One question that we have partially answered using this data is:
**how large of a barrier are weeds to autonomous aquatic navigation?**

Long weeds can get caught in the rotors of an unmanned surface vessel as shown in the picture below.

![Weeds in Rotor](../figs/weeds.png "Weeds in Rotor")

This slows the boat down and requires more power to maintain the same speed, which can drain the battery
Without preventative measures, there will be upper limits on the length of time that an unmanned
surface vessel can operate autonomously before human intervention is needed. 

This issue is visible in the dashboard videos. 

Below are two screenshots of the dashboard video from one of the reservoir sequences. 
On the second lap around the pillars, the boat requires much more power to achieve the same speed.

| Lap 1 | Lap 2| 
| --- | --- |
| ![Power Lap 1](../figs/power-1.png "Power Lap 1") | ![Power Lap 2](../figs/power-2.png "Power Lap 2") |


This poses an interesting questino about how perception algorithms could be used to detect and avoid weeds. 
Preventative monitoring could be done with the camera, 
but there is also opportunity to explore the use of sonar data for this purpose, as thick patches of weeds 
are occassionally visible to the human eye in the sonar feed.

### Q: What is one unanswered question that you think could be answered using these data? Do you have any recommendations or advice for someone wanting to answer this question?

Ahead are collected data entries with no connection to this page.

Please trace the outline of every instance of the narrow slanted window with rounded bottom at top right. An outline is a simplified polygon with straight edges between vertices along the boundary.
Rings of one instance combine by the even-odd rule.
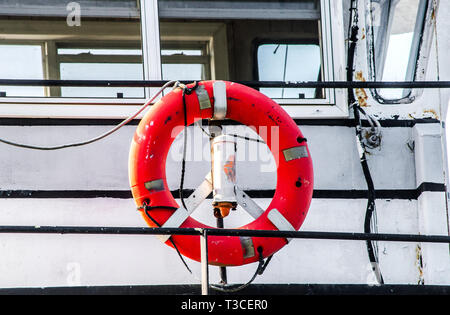
[[[427,17],[429,0],[370,0],[368,45],[370,75],[376,81],[415,81],[424,78],[423,57],[431,43]],[[420,90],[376,89],[380,103],[412,102]]]

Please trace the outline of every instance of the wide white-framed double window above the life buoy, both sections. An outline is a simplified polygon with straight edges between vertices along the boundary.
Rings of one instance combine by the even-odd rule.
[[[82,0],[71,26],[68,1],[0,1],[0,66],[18,65],[6,79],[345,80],[338,2]],[[0,87],[0,103],[11,105],[0,115],[119,118],[156,90]],[[343,89],[261,92],[293,117],[348,116]]]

One question that we would like to answer using this data is:
**How can we best leverage the multi-sensor suite to perform odometry or localization on a semi-open body of water?

Each sensor has its unique strengths that can be leveraged for navigation under different conditions. 
Camera and lidar sensors provide rich information, but on a wide body of water such as a lake, the shoreline can be too far away to maintain a reliable signal.
The radar sensor, on the other hand, has a much longer range and could prove useful for navigating with respect to the shoreline.
Sonar data could be used to track one's position relative to the lake floor. 

Benchmarking state-of-the-art odometry and localization algorithms
would offer further insight into the gaps and key challenges facing autonomous aquatic navigation, 
and the unique combination of 
sensors in this dataset affords more flexibility and creativity in 
future improvements of these algorithms.